I returned to my studio, still not realising where the ghostly voice had come from, until I leaned my ear close to the stove and heard the wind whispering in the cinders. But I didn’t notice the beloved following me.

Stirring tea

“What are you doing now?” she wondered, holding jacket and waistcoat in her hands. Once again I told her the truth.

“I was listening to the stove,” I declared. “I thought I heard a voice.”

“I’ll leave your jacket and waistcoat here,” she said warily, slinging them on the back of a chair, “They’ll thaw out fast enough.”

When she was gone I recorded my weekly podcast, which for me is a way of connecting with other people.

“I am present,” I declare to the listeners. “I am here with you.”

I even imagine listeners stirring tea in their own kitchens, or walking along some shoreline, or in a forest; with me in their ears.

“But I am here,” I assure them, uttering each word sincerely into the microphone. And I always end with the phrase “Thank you for being here”, before discarding the headphones and closing down the computer.

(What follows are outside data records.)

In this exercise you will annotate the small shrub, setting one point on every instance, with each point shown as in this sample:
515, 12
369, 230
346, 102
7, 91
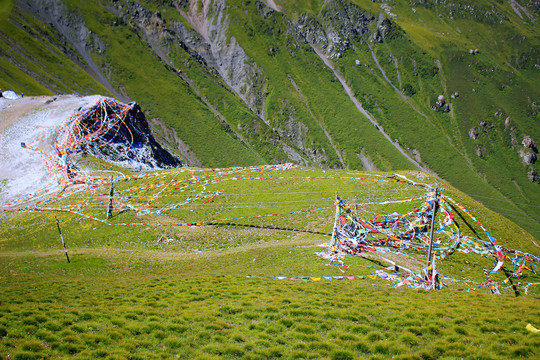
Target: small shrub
23, 355
460, 330
362, 347
287, 322
52, 326
375, 336
34, 346
409, 339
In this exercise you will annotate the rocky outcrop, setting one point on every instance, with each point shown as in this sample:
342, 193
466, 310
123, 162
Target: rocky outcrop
532, 175
117, 133
529, 143
339, 23
529, 151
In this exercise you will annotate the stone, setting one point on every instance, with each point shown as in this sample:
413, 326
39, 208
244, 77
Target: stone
528, 142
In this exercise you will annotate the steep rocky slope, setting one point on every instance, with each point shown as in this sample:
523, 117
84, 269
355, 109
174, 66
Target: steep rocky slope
449, 87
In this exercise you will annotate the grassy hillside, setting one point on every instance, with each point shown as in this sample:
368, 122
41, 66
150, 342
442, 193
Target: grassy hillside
396, 57
152, 290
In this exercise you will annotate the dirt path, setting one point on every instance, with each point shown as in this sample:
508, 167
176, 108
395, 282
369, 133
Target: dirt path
364, 112
304, 100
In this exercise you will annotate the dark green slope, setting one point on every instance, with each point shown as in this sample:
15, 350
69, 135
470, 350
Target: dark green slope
241, 83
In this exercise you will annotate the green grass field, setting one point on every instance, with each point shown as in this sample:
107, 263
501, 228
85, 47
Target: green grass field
147, 291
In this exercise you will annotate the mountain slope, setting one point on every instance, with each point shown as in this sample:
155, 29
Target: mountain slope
360, 85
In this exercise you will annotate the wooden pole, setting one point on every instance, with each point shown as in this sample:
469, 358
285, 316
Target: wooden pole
432, 228
62, 238
109, 209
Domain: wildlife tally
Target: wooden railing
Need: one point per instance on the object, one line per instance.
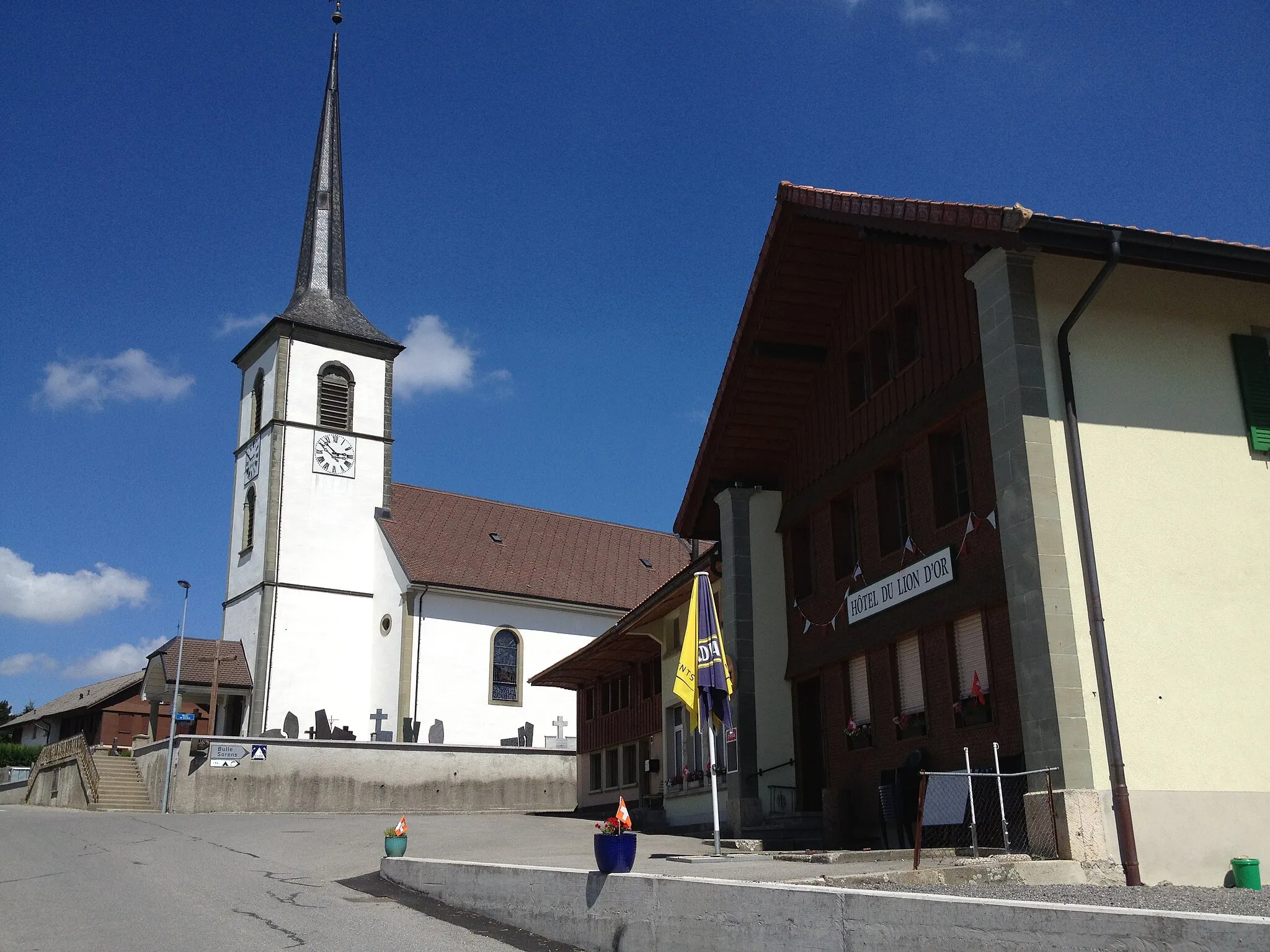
(70, 749)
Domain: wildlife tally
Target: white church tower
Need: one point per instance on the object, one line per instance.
(313, 465)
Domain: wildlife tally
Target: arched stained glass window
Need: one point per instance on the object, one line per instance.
(506, 669)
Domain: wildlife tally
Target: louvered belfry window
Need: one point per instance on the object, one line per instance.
(1253, 362)
(335, 399)
(858, 683)
(908, 668)
(972, 655)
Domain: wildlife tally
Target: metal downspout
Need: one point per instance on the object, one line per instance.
(1085, 534)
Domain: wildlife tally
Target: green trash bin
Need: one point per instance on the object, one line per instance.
(1248, 873)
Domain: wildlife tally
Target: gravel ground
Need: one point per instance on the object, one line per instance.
(1183, 899)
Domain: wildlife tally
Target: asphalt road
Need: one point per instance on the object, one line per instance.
(145, 883)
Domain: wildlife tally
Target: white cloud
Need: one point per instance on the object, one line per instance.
(54, 597)
(25, 663)
(95, 380)
(923, 12)
(121, 659)
(435, 361)
(229, 324)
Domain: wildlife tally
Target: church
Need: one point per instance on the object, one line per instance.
(394, 609)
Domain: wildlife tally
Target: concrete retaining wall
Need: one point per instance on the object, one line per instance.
(638, 913)
(331, 776)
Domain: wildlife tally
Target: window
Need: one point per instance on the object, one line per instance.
(506, 668)
(858, 685)
(335, 398)
(1253, 363)
(892, 509)
(610, 769)
(651, 678)
(950, 477)
(908, 335)
(858, 377)
(257, 402)
(860, 726)
(842, 526)
(911, 716)
(970, 651)
(597, 772)
(882, 357)
(801, 560)
(248, 521)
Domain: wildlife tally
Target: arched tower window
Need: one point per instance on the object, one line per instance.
(257, 402)
(505, 685)
(335, 398)
(248, 519)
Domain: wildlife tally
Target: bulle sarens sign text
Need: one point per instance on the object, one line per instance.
(907, 583)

Looking out the window I see the beloved heading off for her studio. And I know my listeners are far away, in worlds I know nothing about. And I accept that the birds don’t read my existence as significant. And the stove is silent.

I am not present to anyone else and nobody is present to me, because at the deepest level, the lockdown is about being alone; and there is no one to comfort me.

Yet every day, as I reach this same threshold, I feel the same serenity.